By Team Lwanele

Lwanele is a 2 year old boy born on 1 June 2017 with multiple birth defects. These defects have led to 4 major operations in the first 12 months of his life. Lwanele was born at 32 weeks, weighing 1.6 kg with the following birth conditions:

  • Imperforate anus (no anus)
  • Encephalocele (malformation of the skull, leading to leaking out of brain fluids)
  • Hydrocephalus (water in the brain)
  • Tracheo-Bronchomalacia and Laryngomalacia (flaccid windpipe)
  • Tracheo-Eusophogal fistula (abnormal connection between the trachea and the oesophagus)

51 days in the Neonatal ICU
From birth he stayed his first 51 days in the Neonatal ICU, during which he had two operations. The first was to fix esophageal atresia and the second was the colostomy procedure.

Posterior sagittal anorectoplasty (PSARP)
He had another operation when he was 5 months old, to create an anal opening for him (PSARP). He went home for a while.

Lwanele was then readmitted on the 10th of January with suspected bronchopneumonia and was taken to theatre for grommets and adenoids. The latter was expected to ease his wheezing and snorting as well as open up his airway so as to make his feeds more comfortable.

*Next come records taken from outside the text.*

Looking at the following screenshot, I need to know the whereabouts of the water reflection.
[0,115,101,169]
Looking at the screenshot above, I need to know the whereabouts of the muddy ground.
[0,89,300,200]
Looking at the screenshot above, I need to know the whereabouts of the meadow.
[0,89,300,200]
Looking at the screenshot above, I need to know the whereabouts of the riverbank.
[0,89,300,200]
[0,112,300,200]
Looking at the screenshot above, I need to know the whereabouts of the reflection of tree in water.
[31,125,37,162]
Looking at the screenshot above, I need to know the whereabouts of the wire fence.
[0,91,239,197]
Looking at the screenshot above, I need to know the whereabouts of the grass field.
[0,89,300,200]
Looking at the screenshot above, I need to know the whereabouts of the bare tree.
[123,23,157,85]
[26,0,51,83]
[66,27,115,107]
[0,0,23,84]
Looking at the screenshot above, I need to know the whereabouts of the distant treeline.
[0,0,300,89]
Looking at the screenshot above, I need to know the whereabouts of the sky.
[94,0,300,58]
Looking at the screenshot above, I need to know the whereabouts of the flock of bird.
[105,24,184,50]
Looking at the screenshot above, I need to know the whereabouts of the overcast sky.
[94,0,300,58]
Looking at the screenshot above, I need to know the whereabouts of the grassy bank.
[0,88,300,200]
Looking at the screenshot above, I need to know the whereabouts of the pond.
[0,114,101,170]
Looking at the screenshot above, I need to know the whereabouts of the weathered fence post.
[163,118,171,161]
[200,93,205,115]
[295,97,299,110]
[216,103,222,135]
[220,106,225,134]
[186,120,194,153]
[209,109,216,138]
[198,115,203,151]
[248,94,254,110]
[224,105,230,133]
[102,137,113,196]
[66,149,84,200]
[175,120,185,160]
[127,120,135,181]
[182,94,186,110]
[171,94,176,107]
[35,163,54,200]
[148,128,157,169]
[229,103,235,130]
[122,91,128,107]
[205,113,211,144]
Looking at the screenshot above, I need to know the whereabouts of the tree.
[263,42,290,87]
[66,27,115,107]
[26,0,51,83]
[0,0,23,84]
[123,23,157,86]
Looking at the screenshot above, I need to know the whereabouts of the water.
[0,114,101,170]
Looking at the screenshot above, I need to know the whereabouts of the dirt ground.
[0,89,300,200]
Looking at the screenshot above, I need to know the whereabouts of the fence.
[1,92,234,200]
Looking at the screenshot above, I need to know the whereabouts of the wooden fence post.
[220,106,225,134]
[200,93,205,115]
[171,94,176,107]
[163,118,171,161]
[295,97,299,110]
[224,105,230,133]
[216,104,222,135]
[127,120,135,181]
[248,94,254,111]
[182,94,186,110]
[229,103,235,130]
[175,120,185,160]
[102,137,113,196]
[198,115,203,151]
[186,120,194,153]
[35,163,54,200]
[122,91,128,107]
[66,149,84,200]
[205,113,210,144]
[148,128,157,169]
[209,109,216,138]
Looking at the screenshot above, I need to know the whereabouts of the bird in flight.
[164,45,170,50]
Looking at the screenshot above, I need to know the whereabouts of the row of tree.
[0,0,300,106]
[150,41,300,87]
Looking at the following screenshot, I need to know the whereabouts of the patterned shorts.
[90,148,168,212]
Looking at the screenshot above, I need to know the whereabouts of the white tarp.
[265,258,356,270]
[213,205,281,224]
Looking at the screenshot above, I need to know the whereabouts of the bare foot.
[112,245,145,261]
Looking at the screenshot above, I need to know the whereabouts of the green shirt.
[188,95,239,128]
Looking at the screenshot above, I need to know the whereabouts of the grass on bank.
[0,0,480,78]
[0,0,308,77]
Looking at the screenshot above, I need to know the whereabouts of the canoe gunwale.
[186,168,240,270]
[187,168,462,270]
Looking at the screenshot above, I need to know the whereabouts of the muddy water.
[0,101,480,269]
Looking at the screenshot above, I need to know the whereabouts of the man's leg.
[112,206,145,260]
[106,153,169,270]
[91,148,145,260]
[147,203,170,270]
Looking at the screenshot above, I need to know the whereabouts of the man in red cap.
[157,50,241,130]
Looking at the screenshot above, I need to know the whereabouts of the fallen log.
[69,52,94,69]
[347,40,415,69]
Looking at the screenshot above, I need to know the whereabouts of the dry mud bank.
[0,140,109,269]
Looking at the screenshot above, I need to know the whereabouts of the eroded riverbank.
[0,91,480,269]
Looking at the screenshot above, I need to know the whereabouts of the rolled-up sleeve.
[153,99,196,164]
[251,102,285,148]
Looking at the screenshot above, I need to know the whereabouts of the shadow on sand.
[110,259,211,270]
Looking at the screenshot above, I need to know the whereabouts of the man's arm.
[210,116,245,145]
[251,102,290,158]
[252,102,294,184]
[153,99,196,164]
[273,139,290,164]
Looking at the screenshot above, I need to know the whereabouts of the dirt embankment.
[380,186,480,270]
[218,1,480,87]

The wheezing continued and he still had it bad during mealtimes when he went back home.

29th of February 2018 saw Lwanele being admitted again for what was still believed to be pneumonia and was discharged on the 9th of March after another bout of antibiotics, and aggressive chest physiotherapy.

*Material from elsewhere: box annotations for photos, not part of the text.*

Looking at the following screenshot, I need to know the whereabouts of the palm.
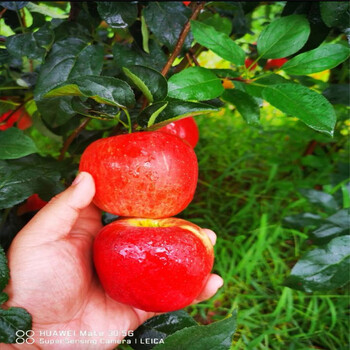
[9,205,154,349]
[6,172,222,349]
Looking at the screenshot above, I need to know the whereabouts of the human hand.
[5,172,223,350]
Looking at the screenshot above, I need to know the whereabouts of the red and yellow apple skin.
[79,131,198,218]
[17,193,47,215]
[93,218,214,312]
[157,117,199,148]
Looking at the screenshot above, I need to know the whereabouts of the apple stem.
[58,118,91,161]
[123,108,132,134]
[161,2,205,76]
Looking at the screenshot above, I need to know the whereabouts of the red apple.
[79,131,198,218]
[17,193,47,215]
[93,218,214,312]
[158,117,199,148]
[264,58,288,70]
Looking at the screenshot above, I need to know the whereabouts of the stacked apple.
[80,117,214,312]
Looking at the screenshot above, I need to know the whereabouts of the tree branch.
[161,2,205,76]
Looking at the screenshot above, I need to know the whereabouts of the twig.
[161,2,204,76]
[58,118,91,161]
[185,52,192,65]
[3,97,33,122]
[189,50,200,67]
[175,44,203,73]
[0,8,7,19]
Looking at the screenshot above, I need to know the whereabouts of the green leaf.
[113,40,167,71]
[26,2,68,19]
[34,38,103,100]
[0,128,38,159]
[191,21,245,66]
[320,1,350,29]
[154,313,237,350]
[242,74,293,98]
[0,307,32,344]
[0,292,9,305]
[45,75,135,107]
[201,13,232,35]
[147,102,168,128]
[97,1,137,28]
[322,84,350,106]
[36,96,76,128]
[168,67,224,101]
[141,14,149,54]
[137,99,218,130]
[0,155,66,209]
[310,208,350,244]
[282,44,350,75]
[257,15,310,58]
[129,310,198,350]
[0,245,10,292]
[299,188,339,211]
[210,68,241,78]
[6,26,54,59]
[123,66,168,102]
[284,235,350,292]
[0,1,29,11]
[222,89,260,125]
[262,84,336,136]
[143,1,192,51]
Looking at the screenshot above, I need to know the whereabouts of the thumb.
[20,172,95,244]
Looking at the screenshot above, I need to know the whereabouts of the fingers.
[20,172,95,244]
[202,228,216,245]
[193,274,224,304]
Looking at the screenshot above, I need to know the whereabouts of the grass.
[182,107,349,350]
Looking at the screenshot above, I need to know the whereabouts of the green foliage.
[257,15,310,58]
[154,316,236,350]
[168,67,224,101]
[97,1,137,28]
[222,89,260,125]
[262,84,336,135]
[0,128,38,159]
[283,44,350,75]
[191,21,244,66]
[284,235,350,292]
[123,66,168,103]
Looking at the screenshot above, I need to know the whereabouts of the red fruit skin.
[93,218,214,312]
[264,58,288,70]
[17,193,47,215]
[79,131,198,218]
[157,117,199,148]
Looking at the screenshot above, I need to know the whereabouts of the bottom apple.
[93,218,214,312]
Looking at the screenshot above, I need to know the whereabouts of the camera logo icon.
[16,329,35,344]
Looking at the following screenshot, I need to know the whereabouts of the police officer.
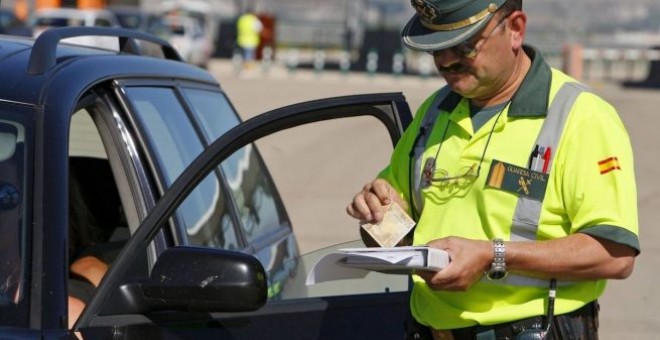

ICU at Busamed Modderfontein
On the 3rd “bronchopneumonia” admission he was in quite a bad state and had to be moved to ICU when his frail lungs seemed not to be coping at all. He was admitted into ICU at Busamed Modderfontein on the 24th of March 2018. Here scans and other tests revealed he was infact suffering from aspiration pneumonia. Both his lungs were collapsed as such urgently needed to be on ventilation and intravenous feeding.

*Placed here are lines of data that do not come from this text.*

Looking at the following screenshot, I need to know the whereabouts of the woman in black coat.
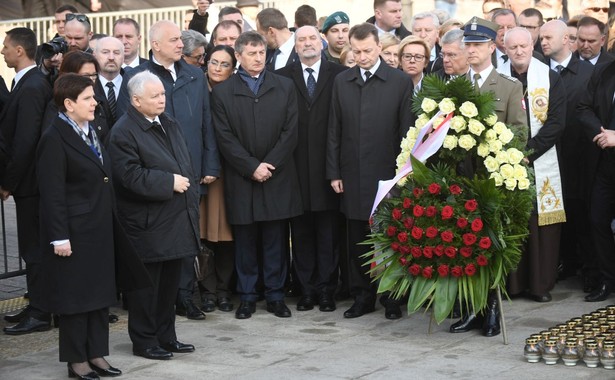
[37,74,122,379]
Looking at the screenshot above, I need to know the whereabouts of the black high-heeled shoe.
[66,363,100,380]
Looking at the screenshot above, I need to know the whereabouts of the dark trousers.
[590,156,615,288]
[127,259,182,351]
[346,219,377,305]
[201,241,235,300]
[290,211,339,296]
[13,196,49,320]
[233,220,288,302]
[59,308,109,363]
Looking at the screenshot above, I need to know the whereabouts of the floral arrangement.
[366,76,534,323]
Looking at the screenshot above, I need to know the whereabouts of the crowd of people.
[0,0,615,379]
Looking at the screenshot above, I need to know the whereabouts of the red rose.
[425,226,438,239]
[410,247,423,259]
[423,267,433,278]
[412,226,423,240]
[459,247,472,257]
[423,247,433,259]
[440,230,454,243]
[404,216,414,230]
[391,208,401,220]
[412,205,425,218]
[465,264,476,276]
[465,199,478,212]
[387,226,397,236]
[478,236,491,249]
[444,247,457,259]
[442,205,453,220]
[472,218,483,232]
[451,265,463,277]
[457,218,468,228]
[427,182,441,194]
[408,264,421,276]
[448,185,461,195]
[476,255,488,267]
[463,233,476,245]
[403,198,412,208]
[425,206,436,218]
[438,264,448,277]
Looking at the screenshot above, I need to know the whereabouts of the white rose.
[500,164,514,179]
[468,119,485,136]
[457,135,476,150]
[476,143,489,157]
[483,156,500,171]
[438,98,455,115]
[442,135,457,150]
[421,98,438,113]
[459,102,478,117]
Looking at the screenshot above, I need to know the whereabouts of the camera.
[41,36,68,59]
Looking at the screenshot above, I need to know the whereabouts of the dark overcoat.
[109,106,200,263]
[276,59,347,211]
[37,117,116,314]
[213,71,302,224]
[327,60,415,221]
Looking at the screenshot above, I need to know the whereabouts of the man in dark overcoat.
[212,32,302,319]
[109,71,200,360]
[326,23,414,318]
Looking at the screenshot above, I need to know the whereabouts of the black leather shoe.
[318,293,336,312]
[90,362,122,377]
[66,363,100,380]
[344,302,376,318]
[267,301,291,318]
[235,301,256,319]
[132,346,173,360]
[218,297,233,312]
[297,296,316,311]
[585,283,611,302]
[201,298,216,313]
[4,317,51,335]
[448,313,483,333]
[160,340,194,354]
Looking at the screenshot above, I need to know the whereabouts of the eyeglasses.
[401,54,425,62]
[66,13,92,25]
[207,59,231,69]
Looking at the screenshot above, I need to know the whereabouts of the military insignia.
[530,88,549,124]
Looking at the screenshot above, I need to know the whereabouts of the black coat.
[37,117,116,314]
[0,68,51,196]
[276,59,347,211]
[212,71,302,224]
[109,106,200,262]
[327,60,415,220]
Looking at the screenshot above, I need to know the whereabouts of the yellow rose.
[476,143,489,157]
[485,113,498,126]
[451,116,466,133]
[459,102,478,117]
[438,98,455,115]
[468,119,485,136]
[421,98,438,113]
[457,135,476,150]
[517,178,530,190]
[483,156,500,171]
[506,148,524,165]
[500,164,514,179]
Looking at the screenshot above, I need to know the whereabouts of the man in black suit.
[277,26,346,311]
[326,23,414,318]
[113,18,147,69]
[0,28,51,335]
[540,20,598,292]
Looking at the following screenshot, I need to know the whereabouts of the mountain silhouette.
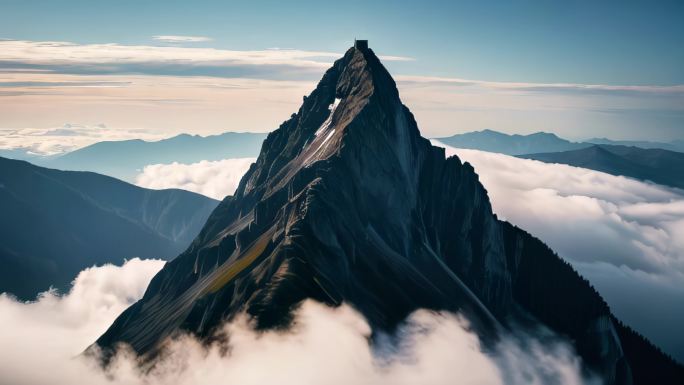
[519,145,684,189]
[0,154,218,300]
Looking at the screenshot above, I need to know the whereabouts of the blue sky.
[5,0,684,85]
[0,0,684,148]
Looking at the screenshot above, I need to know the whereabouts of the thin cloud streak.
[152,35,213,43]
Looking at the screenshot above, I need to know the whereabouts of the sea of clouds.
[135,158,256,200]
[0,259,597,385]
[433,142,684,361]
[131,146,684,360]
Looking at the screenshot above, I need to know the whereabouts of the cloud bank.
[135,158,256,200]
[0,36,684,141]
[433,141,684,361]
[0,259,595,385]
[0,123,165,156]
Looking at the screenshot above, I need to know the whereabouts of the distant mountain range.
[519,145,684,189]
[435,130,684,155]
[36,132,266,182]
[436,130,590,155]
[0,154,218,300]
[585,138,684,152]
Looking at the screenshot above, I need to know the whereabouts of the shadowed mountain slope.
[0,154,218,299]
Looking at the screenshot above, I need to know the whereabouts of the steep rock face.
[97,48,680,383]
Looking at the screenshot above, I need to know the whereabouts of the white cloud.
[0,123,166,156]
[0,259,596,385]
[135,158,256,200]
[152,35,212,43]
[433,141,684,359]
[0,258,164,384]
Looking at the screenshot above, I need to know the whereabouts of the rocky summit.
[92,44,682,384]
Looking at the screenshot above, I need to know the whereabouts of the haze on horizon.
[0,0,684,148]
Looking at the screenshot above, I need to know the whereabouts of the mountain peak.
[92,41,684,383]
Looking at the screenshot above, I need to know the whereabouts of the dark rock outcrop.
[97,42,681,383]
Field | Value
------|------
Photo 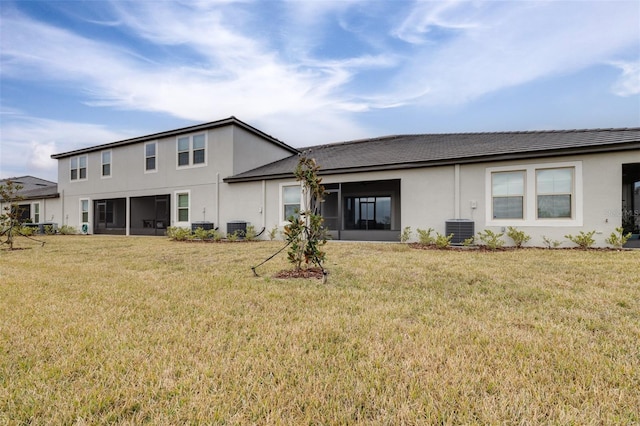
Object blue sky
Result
[0,0,640,181]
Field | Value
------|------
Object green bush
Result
[435,232,453,249]
[604,226,631,248]
[416,228,436,246]
[193,227,209,241]
[209,229,223,242]
[268,225,278,241]
[507,226,531,248]
[542,235,562,249]
[58,225,78,235]
[564,231,596,249]
[167,226,193,241]
[244,225,258,241]
[400,226,411,243]
[478,229,504,250]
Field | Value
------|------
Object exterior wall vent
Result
[445,219,476,244]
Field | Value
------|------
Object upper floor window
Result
[536,167,573,219]
[491,171,524,219]
[144,142,158,172]
[101,151,111,177]
[178,133,207,167]
[70,155,87,180]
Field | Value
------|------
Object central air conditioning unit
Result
[445,219,475,245]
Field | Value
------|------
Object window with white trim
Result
[33,203,40,223]
[144,142,158,172]
[176,192,189,222]
[100,151,111,177]
[491,170,525,219]
[282,185,302,221]
[177,133,207,167]
[80,200,89,223]
[485,161,584,226]
[69,155,87,180]
[536,167,573,219]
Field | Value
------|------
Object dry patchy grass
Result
[0,236,640,425]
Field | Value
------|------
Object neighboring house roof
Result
[0,176,60,200]
[224,128,640,182]
[51,116,298,160]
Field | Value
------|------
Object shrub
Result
[193,227,209,242]
[542,235,562,249]
[244,225,258,241]
[58,225,78,235]
[435,232,453,249]
[209,229,222,242]
[19,226,38,237]
[167,226,193,241]
[604,226,631,248]
[478,229,504,250]
[416,228,436,246]
[267,225,278,241]
[507,226,531,248]
[564,231,596,249]
[400,226,411,243]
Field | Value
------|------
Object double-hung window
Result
[176,192,189,222]
[536,167,573,219]
[178,133,207,167]
[101,151,111,177]
[485,161,584,226]
[69,155,87,180]
[144,142,158,172]
[282,185,301,221]
[491,170,525,219]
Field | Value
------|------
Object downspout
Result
[214,173,220,228]
[260,179,267,230]
[453,164,461,219]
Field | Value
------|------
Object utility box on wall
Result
[445,219,475,244]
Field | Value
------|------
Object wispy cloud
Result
[0,109,135,182]
[611,60,640,97]
[0,0,640,174]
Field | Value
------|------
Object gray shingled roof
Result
[0,176,59,200]
[51,116,296,160]
[225,128,640,182]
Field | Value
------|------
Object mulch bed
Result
[274,268,324,279]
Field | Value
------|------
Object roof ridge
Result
[299,127,640,151]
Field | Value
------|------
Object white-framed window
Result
[536,167,574,219]
[33,203,40,223]
[491,170,525,219]
[175,191,191,223]
[69,155,87,181]
[144,142,158,173]
[280,184,302,222]
[100,151,111,177]
[485,161,583,226]
[177,133,207,168]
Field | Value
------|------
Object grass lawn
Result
[0,236,640,425]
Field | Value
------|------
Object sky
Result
[0,0,640,181]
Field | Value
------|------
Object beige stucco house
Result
[53,117,640,245]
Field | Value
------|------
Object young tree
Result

While at Busamed Modderfontein a broncoscopy revealed that Lwanele had the tracheoesophageal fistula recurring and needed corrective surgery as soon as he was stable and fit enough. The same was scheduled for Sandton Mediclinic. The scans also confirmed the doctor’s fears that he had tracheomalacia which could require an aortopexy. This is a pretty invasive and high-risk operation.

Sandton Mediclinic Paeds ICU
On transfer to Sandton Mediclinic Paeds ICU on the 10th of April another bronchoscopy was done on him to confirm the tracheoesophageal fistula. Miraculously the scopy and another that followed two weeks later came out negative and he was spared that particular surgery.

A swallow study conformed his laryngomalacia and a constriction at the site of the earlier TOF surgery. The tests resulted in him having an esophageal dilation, Nissen operation as well as a feeding peg operation on the 10th of May.

After the operation Lwanele struggled a lot with lung secretions and sweats during the peg feeds. Lab tests revealed a drug-resistant Acinetobacter-baumannii infection in his airways. He is still taking colistin through nebs alongside other antibiotics to try and deal with the stubborn bug.

Discharged on 30 July 2018

Because of his collapsing airways, Lwanele was discharged on high flow oxygen and other equipment. He left hospital on 30 July, going home for the first time in 5 months. He was also granted 24/7 home nurse care which has been renewed twice up to the end of October. He may need the same service beyond then. He also needs continued chest physiotherapy even at home with home visits by therapists every second day.

Back in Hospital
Despite all current efforts and insanely paranoid hygiene precautions, Lwanele had to go back and be admitted in hospital for 9 days in October 2018 for pneumonia. He is currently back home in his quasi-ICU, enjoying the newly discovered ability to sit.

Medical Needs

The little warrior takes a lot of medication in his home regimen. The last quotation for a month’s supply sat at R4000. Medical Aid only covers 3 out of 13 of his medication. Efforts to have the entire lot covered seem to repeatedly hit a hard rock. Additional to the hospital bills and medicines, Lwanele needs to be seen by his primary care doctor, (paediatric pulmonologist), which the medical aid does not cover; and needs to be seen by an eye specialist.

Lwanele receives speech therapy (courtesy of The Marian Rose Foundation), has physiotherapy (which the medical aid pays for 1 session per month even though he would benefit from more sessions).

He also needs to be seen by an occupational therapist as he has recently been diagnosed with a sensory processing disorder. He also stays on oxygen and has a specialised home-based caregiver which the medical aid is covering.

In his 2 years of life, Lwanele has proved to be a strong fighter, battle-hardened and seeming to love life. A life that should be given a chance to hear this tale given to him in his teenage years and well into adulthood. A story of hope in despair. A tale of how humanity chipped in to defeat odds and support a young life’s battle and victory against all odds.